His team from the Australian Institute of Marine Science (AIMS) took core samples from reefs in six locations at the Abrolhos, Ningaloo Reef and Rowley Shoals.

“We looked at the rates at which the corals had been laying down their skeletons for the past century and compared them to observed seawater temperatures, and quite surprisingly we did not find a widespread and consistent decline in coral calcification rates here in WA over the recent decades,” he said.

Dr Cooper said increased temperatures continued to coincide with increased coral growth in five of those locations, particularly at the Abrolhos and at Ningaloo’s Coral Bay and Tantabiddi.

A slight increase at Rowley Shoals was not statistically significant.

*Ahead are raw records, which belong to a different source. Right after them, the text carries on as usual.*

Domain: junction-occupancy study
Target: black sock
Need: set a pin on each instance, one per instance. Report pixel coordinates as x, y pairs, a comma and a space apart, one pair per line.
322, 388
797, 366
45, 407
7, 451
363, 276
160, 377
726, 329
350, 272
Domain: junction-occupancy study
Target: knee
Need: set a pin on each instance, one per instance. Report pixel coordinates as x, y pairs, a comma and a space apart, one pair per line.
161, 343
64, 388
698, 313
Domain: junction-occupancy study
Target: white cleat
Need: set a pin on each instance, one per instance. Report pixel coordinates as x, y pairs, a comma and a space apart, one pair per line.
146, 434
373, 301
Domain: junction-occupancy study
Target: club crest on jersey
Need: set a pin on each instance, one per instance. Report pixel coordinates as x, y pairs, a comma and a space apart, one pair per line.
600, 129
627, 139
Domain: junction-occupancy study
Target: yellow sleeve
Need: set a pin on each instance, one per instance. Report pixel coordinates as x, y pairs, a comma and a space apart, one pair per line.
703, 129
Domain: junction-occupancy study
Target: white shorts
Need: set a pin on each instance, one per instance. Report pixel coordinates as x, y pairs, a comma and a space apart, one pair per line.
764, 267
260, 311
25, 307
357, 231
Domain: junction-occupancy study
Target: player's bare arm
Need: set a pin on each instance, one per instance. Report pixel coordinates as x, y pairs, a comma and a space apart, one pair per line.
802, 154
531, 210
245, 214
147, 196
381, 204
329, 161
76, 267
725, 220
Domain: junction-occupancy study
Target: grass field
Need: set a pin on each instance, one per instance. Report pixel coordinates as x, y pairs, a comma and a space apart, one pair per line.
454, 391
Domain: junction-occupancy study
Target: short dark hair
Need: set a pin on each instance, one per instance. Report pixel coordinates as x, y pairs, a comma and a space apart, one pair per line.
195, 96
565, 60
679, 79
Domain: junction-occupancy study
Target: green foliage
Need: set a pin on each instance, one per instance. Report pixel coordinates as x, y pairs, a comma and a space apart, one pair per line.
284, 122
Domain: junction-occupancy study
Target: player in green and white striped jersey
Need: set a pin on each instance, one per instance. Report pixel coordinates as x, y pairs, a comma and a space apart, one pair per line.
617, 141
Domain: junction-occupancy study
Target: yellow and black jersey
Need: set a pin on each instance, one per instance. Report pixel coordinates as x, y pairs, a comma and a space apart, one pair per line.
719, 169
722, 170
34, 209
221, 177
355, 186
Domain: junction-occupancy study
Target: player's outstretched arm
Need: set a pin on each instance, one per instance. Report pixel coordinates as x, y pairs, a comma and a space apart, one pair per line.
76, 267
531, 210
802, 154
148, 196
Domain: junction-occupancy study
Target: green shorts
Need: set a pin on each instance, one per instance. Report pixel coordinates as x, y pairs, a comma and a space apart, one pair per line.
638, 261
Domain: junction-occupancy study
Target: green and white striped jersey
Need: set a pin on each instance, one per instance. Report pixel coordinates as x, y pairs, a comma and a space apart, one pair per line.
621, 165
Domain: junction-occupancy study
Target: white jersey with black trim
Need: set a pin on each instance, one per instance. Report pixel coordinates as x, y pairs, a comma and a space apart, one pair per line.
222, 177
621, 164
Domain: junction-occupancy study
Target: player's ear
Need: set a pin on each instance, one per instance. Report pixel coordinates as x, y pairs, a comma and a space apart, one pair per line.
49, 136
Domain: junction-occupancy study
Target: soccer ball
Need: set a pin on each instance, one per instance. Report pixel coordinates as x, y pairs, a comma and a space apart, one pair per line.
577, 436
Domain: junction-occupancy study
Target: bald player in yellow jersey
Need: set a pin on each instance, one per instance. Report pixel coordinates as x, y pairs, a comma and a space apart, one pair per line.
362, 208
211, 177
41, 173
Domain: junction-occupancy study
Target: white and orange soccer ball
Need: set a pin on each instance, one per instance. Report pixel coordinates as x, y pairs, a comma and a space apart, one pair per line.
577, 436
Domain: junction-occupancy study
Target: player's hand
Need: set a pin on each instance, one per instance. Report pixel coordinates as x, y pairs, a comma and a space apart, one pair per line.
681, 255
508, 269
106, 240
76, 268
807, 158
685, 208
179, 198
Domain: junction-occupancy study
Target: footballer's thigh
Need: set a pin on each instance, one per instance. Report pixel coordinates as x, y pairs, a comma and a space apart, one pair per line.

Dr Cooper said a similar trend had been observed at the Great Barrier Reef up until the early 1990s, when coral growth began to decline.

“On the Great Barrier Reef there has been a well-described relationship between sea surface temperatures and calcification rates in massive corals,” he said.

“Historically the growth rates have gone up and down but there tended to be—over the last 50 years—an increase with increases in sea surface temperatures.

“More recently in 2009 there was a big study that found a decline in coral growth rates that started in the early 1990s.”

He said research is needed into possible contributing factors.

“There’s different sorts of pressures that are potentially affecting the coral reefs on the east coast that we don’t see over here in Western Australia,” he said.

“The Great Barrier Reef is a maze of about 2900 coral reefs that all sit on a carbonate platform.”

“Western Australia has fewer isolated scattered reefs—some of the reefs we sampled were out in clear oceanic water.

“There are also … differences in oceanographic patterns running down both sides of the country and different ranges in sea surface temperatures.

“There are human influences (on Great Barrier Reef): several well-developed cities and a lot of agriculture,” he said.

In the meantime, AIMS is analysing core samples from Ashmore Reef to see if they show similar trends.